Genève - L'Observatoire Euro-Méditerranéen des Droits de l’Homme a envoyé une lettre urgente à l’Organisation mondiale de la santé (OMS) et au Rapporteur spécial sur le droit à l'eau potable et à l'assainissement, Léo Heller, exprimant sa profonde inquiétude face à la coupure de l’approvisionnement en eau des villes de l’ouest de la Libye.

   Le Gouvernement de la Réconciliation Nationale est également responsable de son échec à arrêter les auteurs en novembre 2017, d’autant plus que la zone était sous le contrôle de forces loyales au Gouvernement de l’Accord National 2017   

 

Un groupe de milices armées a provoqué l’arrêt du réseau d’eau potable de la « rivière industrielle » dans la zone 2 d’al-Shwayrif, a confirmé le ministère de l’Intérieur à Tripoli.

Le paragraphe 2 de l’article 54 du Protocole additionnel I aux Conventions de Genève de 1949 garantit la protection des « objets indispensables à la survie de la population civile ». Il s’agit notamment des denrées alimentaires, des zones agricoles, des cultures, du bétail, des installations et réseaux d’eau potable et des travaux d’irrigation.

L’incident n’est pas le premier du genre, a déclaré Euro-Med, soulignant que son équipe avait surveillé 64 attaques sur les systèmes d’eau du 15 mai 2013 au 17 décembre 2018, où 77% de ces attaques visaient à saboter de telles installations.

Selon le ministère de l’Intérieur du gouvernement de l’Accord de Libye, l’attaque a été menée par la tribu de Megrah, l’une des tribus de la région et dirigée par un homme nommé Mabrouk Ihneish. Cette tribu a déjà attaqué un autre réseau d’eau potable.

L’approvisionnement en eau a été rétabli mardi, mais cet incident ne devrait pas se reproduire. Les services de base devraient être neutralisés de tout conflit interne, a déclaré Ghada al-Rayyan, chercheuse en droit d’Euro-Med.

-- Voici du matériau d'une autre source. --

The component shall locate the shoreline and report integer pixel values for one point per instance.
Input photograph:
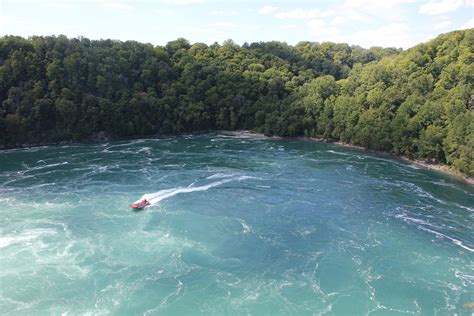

Al-Rayyan a souligné qu’il n’est pas possible de confirmer s’il y a des liens reliant la tribu au commandant Khalifa Hafter. Cependant, l’attaque dans une zone contrôlée par ces forces les rend responsables de la protection des installations et des infrastructures publiques dans les zones qu’elles contrôlent.

Al-Rayyan a également ajouté que le Gouvernement de la Réconciliation Nationale est également responsable de son échec à arrêter les auteurs en novembre 2017, d’autant plus que la zone était sous le contrôle de forces loyales au Gouvernement de l’Accord National 2017.

Euro-Med demande à l’Organisation mondiale de la santé d’accélérer les contacts avec les organismes et autorités concernés pour faire pression sur ceux qui contrôlent la région afin que l’eau parvienne aux résidents de la région du Grand Tripoli et traduire en justice les responsables de la menace pesant sur la vie de la population.

Euro-Med demande également que des mesures rapides et immédiates soient prises pour veiller à ce que l'écoulement d'eau vers la population du Grand Tripoli ne soit plus interrompu.